Our BSA analysis of 6048 IP addresses associated with the Tor darknet found that in the majority of the SAR filings, the underlying suspicious activity, most frequently account takeovers, might have been prevented if the filing institution had been aware that their network was being accessed via Tor IP addresses. Darknets are Internet based networks used to access content in a manner designed to obscure the identity of the user and his or her associated Internet activity.
This FinCEN Executive Alert to financial institutions is for informational purposes only, and does not request financial institutions to take any specific action. The information contained in this Executive Alert is intended to be shared with your institution’s executives in BSA/AML compliance and Cyber Security.
Tor, Darknets, and Cybercrime
Darknets also known as cypherspace, the Deep web, or anonymous networks are Internet based networks that individuals use to access content in a manner designed to obscure the identity of the user and his or her associated Internet activity. Tor is the largest darknet with between 500,000 and a million users worldwide. Tor nodes are dedicated servers with an IP address that relay encrypted communications between users of the Tor darknet. They are readily identifiable through open source research.

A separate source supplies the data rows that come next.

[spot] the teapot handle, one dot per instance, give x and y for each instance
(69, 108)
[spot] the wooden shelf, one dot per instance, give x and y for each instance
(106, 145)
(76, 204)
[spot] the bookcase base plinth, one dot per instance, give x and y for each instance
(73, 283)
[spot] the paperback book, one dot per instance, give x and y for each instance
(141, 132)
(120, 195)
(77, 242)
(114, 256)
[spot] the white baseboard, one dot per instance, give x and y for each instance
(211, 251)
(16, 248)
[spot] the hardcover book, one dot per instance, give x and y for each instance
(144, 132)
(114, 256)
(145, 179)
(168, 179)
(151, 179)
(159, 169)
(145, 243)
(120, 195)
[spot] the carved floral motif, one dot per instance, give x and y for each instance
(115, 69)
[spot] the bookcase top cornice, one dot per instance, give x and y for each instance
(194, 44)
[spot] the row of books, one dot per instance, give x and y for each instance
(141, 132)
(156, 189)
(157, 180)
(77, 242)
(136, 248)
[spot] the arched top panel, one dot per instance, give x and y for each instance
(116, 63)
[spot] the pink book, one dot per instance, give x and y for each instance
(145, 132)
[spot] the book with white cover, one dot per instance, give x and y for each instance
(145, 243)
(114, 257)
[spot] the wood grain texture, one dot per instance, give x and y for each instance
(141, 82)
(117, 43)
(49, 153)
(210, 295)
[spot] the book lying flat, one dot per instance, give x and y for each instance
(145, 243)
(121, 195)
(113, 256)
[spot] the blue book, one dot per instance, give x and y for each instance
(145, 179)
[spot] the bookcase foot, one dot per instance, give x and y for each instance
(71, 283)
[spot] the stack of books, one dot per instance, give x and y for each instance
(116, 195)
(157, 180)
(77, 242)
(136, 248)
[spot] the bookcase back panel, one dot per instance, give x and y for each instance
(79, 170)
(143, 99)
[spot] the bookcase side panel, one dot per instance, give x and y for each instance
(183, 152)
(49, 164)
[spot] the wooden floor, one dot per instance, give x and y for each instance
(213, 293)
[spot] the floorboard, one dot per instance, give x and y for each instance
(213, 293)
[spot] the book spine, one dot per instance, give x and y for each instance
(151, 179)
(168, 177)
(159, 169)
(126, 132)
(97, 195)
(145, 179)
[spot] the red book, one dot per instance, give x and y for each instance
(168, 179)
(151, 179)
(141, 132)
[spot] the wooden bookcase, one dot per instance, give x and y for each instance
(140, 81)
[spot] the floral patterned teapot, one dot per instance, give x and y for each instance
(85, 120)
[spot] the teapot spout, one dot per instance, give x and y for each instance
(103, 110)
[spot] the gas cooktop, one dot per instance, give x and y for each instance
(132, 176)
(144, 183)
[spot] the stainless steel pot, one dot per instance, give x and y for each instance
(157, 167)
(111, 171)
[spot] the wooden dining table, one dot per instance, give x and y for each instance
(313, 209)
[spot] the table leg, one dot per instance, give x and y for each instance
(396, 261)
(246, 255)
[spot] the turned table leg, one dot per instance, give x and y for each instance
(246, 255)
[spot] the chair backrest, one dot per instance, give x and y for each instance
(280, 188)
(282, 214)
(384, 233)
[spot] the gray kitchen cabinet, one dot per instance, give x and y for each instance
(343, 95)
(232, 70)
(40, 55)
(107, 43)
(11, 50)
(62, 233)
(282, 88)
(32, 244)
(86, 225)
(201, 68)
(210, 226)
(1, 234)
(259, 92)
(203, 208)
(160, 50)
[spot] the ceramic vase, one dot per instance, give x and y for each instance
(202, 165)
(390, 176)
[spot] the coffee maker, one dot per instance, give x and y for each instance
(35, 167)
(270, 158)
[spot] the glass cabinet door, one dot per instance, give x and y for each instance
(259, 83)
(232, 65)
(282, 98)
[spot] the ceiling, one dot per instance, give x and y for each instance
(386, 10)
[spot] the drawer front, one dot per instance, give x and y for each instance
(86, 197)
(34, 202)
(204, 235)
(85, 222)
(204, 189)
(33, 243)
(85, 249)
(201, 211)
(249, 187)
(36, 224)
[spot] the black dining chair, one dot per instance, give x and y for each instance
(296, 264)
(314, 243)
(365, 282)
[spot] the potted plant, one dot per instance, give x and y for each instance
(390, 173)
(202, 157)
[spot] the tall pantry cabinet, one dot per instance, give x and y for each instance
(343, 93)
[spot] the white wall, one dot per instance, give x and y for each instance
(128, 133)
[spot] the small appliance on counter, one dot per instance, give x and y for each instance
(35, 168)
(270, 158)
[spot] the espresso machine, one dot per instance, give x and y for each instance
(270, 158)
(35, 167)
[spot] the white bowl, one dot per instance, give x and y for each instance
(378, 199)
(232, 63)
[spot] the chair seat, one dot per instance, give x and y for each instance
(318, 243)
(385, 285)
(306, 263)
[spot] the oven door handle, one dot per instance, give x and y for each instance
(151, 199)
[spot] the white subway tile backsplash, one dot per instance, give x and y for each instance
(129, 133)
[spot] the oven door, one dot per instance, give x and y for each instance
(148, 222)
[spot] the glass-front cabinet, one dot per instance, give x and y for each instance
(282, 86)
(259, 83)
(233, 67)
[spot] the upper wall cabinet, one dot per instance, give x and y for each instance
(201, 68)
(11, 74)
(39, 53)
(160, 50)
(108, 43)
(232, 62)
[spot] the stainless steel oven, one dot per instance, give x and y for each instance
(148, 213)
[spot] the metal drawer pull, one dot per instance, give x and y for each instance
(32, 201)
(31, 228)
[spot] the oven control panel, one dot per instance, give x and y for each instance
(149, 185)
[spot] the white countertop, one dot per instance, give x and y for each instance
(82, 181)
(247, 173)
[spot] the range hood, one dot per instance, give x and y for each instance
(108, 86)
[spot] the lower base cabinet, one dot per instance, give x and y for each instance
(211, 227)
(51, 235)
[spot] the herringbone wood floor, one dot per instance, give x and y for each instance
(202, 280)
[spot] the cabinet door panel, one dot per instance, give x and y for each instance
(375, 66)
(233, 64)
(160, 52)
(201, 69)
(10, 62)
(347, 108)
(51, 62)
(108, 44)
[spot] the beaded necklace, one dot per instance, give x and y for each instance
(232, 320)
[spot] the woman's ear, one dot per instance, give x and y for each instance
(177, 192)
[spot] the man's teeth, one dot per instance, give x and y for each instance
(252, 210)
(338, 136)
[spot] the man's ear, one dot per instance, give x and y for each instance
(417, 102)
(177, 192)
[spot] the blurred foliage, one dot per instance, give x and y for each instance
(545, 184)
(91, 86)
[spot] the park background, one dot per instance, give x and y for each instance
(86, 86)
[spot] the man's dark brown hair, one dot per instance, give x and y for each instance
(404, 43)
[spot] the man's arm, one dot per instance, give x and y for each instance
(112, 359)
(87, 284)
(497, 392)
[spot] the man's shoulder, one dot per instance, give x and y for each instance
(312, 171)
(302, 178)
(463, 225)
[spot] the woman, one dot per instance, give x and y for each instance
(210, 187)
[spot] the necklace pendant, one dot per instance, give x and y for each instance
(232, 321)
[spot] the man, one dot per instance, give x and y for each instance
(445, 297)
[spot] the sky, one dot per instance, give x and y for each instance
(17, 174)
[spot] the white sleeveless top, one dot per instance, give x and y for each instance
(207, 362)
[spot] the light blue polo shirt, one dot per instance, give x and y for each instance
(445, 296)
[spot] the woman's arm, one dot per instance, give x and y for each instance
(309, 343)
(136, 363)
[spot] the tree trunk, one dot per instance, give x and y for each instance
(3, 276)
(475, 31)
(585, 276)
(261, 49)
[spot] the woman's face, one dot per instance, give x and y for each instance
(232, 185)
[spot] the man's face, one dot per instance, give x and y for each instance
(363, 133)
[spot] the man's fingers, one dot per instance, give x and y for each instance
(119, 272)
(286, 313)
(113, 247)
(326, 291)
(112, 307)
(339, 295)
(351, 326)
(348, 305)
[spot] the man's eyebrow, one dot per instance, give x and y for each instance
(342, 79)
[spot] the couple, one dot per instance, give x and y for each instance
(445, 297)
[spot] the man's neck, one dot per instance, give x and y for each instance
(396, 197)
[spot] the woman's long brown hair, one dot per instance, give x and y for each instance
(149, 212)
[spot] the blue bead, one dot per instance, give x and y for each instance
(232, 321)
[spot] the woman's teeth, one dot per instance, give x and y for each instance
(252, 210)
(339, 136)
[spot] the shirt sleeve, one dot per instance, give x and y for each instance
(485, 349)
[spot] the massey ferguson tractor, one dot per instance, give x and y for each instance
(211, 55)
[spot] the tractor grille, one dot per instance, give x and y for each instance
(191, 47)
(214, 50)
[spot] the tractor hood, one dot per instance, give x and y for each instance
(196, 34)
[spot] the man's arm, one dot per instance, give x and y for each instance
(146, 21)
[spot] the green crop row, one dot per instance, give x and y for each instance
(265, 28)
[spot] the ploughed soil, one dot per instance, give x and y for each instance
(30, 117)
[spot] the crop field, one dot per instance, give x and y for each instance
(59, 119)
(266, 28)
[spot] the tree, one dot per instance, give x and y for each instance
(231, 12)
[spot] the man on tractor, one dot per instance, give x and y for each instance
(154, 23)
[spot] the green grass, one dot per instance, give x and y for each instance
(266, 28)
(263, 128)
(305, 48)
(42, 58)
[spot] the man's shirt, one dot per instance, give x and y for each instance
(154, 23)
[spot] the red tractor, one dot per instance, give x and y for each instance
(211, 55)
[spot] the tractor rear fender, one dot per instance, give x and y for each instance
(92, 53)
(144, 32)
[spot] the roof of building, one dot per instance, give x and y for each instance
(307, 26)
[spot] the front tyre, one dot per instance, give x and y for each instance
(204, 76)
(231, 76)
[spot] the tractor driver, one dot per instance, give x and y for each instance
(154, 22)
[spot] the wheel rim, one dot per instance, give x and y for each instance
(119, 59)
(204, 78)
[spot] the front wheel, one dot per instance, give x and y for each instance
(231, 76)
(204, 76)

Tor has been associated with a variety of cybercrimes, including child pornography and darknet marketplaces for illicit goods and services.
Some online businesses routinely detect IP addresses associated with Tor nodes and block these customers from accessing their services because they have determined that Tor activity often is connected to cybercrime.
Hidden Tor Connections Permeate SAR Filings
We conducted a BSA data search against a list of 6048 known Tor nodes covering the period from 8/2/2001 to 7/14/2014; this search yielded 975 hits across 318 unique documents. The transactions associated with these SARs totaled $23,888,549. Analysis of these documents found that few filers were aware of the connection to Tor, that the bulk of these filings were related to cybercrime, and that Tor related filings were rapidly rising.
An analysis of these SARs revealed that:
Filers Unaware of the IP Association with Tor. A keyword search of the narratives for “Tor” revealed that only 10 SARs referenced the Tor darknet. In two SARs, the filer filed because of a customer’s use of Tor. Even in these, however, it is unclear if knowledge of this was immediate, or after the suspicious activity in question occurred.
Identity Theft and Account Takeover Often Cited. Our analysis of the type of suspicious activity indicates that a majority of the SARs were filed for account takeover or identity theft. In addition, analysis of the SARs filed with the designation “Other” revealed that most were filed for “Account Takeover,” and at least five additional SARs were filed incorrectly and should have been “Account Takeover”.
Awareness May Be Key to Countering Tor related Cybercrime
Financial Institutions may benefit immediately from a heighted awareness of Tor nodes and incorporating this knowledge into their transaction monitoring efforts to prevent unauthorized intrusions and other cybercrime.
Our narrative analysis of SARs related to account takeovers found that the unauthorized logins to customer accounts may have been prevented if the filing institution had been aware that the IP from which the login originated was associated with a known TOR node.
The information in this document is provided to the recipient in confidence. Unauthorized release of this information may result in criminal, civil, or disciplinary sanctions under the Bank Secrecy Act (“BSA”) and other laws, and the loss of access to information. The information is to be used only to allow the recipient to aid in the government’s investigation and enforcement of the BSA and other laws, and may not be released, disseminated, disclosed, or transmitted outside your organization without the prior, written approval of FinCEN.